Interview mit Werner Brückle, Dragster-Mann der 1. Stunde (Archivversion)

Werner Brückle, 50, ist Dragster-Mann der ersten Stunde. Nach zehn Jahren
Pause stieg er wieder ein. Er fährt für PIA
Regensburg im
Destroyer Cup.

Früher mit einem Competition Bike mit 467 PS unterwegs, heute im Destroyer Cup mit 165 PS. Ist das nicht langweilig?

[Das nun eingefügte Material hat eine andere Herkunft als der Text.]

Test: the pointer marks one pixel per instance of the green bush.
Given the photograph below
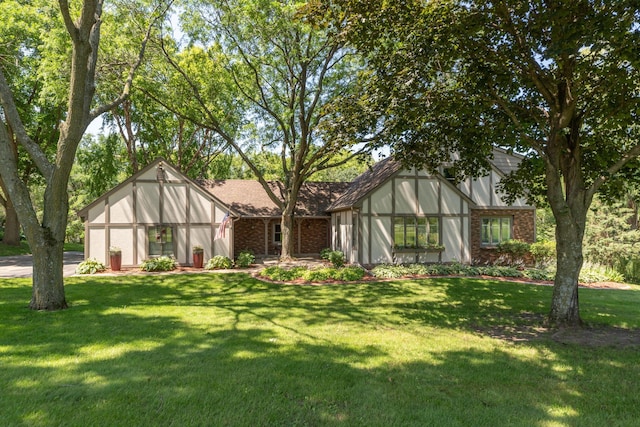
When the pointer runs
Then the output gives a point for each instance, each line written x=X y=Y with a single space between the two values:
x=219 y=262
x=336 y=258
x=163 y=263
x=630 y=268
x=543 y=252
x=324 y=253
x=513 y=251
x=90 y=266
x=592 y=273
x=318 y=274
x=538 y=274
x=349 y=274
x=245 y=259
x=322 y=274
x=280 y=274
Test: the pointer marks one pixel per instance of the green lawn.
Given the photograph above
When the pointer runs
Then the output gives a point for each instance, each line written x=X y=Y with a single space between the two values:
x=188 y=350
x=23 y=249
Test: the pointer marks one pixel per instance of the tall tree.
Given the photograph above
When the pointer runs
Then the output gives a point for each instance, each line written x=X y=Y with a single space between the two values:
x=260 y=73
x=557 y=81
x=75 y=31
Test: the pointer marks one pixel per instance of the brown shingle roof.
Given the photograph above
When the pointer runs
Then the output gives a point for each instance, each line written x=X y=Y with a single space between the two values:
x=506 y=162
x=365 y=183
x=247 y=198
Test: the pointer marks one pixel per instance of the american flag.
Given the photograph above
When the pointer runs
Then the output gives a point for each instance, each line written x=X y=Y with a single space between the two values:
x=222 y=227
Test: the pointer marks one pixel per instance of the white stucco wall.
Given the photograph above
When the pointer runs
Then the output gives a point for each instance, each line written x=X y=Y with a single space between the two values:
x=186 y=208
x=121 y=206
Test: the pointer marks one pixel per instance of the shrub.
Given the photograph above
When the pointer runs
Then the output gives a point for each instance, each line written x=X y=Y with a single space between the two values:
x=386 y=271
x=513 y=251
x=350 y=274
x=592 y=273
x=219 y=262
x=543 y=252
x=245 y=259
x=324 y=253
x=336 y=258
x=280 y=274
x=538 y=274
x=90 y=266
x=318 y=274
x=163 y=263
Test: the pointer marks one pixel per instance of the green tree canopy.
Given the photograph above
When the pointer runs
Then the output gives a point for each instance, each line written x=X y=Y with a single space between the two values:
x=557 y=81
x=262 y=74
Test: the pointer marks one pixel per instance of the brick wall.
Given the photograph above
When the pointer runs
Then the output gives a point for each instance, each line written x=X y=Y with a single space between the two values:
x=523 y=224
x=249 y=234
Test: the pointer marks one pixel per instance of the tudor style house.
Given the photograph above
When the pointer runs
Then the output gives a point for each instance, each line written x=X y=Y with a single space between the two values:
x=388 y=214
x=391 y=214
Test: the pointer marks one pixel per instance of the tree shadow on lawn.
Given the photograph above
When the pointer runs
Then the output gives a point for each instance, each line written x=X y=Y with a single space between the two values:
x=186 y=376
x=518 y=312
x=105 y=362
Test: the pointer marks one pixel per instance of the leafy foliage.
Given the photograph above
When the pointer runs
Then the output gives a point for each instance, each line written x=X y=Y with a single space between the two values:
x=513 y=251
x=245 y=259
x=451 y=80
x=336 y=258
x=163 y=263
x=321 y=274
x=543 y=252
x=219 y=262
x=90 y=266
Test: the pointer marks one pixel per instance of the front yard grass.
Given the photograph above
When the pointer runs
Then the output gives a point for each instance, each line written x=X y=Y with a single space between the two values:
x=230 y=350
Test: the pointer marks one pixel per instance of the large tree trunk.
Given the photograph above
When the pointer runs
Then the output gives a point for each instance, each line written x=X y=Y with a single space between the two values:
x=564 y=305
x=286 y=226
x=569 y=199
x=48 y=282
x=11 y=226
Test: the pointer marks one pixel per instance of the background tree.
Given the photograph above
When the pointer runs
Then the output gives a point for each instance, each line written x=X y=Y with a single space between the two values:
x=557 y=81
x=260 y=74
x=66 y=61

Nein, überhaupt nicht. Allein schon
deshalb, weil alle mit identischem Material antreten. Das ist in der Dragster-Welt eher selten und gestaltet die Sache richtig spannend.
Wie beurteilst du den Stand der Technik?
Gut. Jedenfalls, wenn es um die
Dinge geht, die du auf der Viertelmeile brauchst. Lock-up-Rennkupplung, Air-Shift-Getriebe, Launch-Box – es ist alles praktisch aus der Kiste vorhanden. Das macht den Sport auch für Menschen, die sich in diesem Metier noch nicht so auskennen, von Anfang an beherrschbar.
Heißt das, damit kann jeder auf Anhieb schnell sein?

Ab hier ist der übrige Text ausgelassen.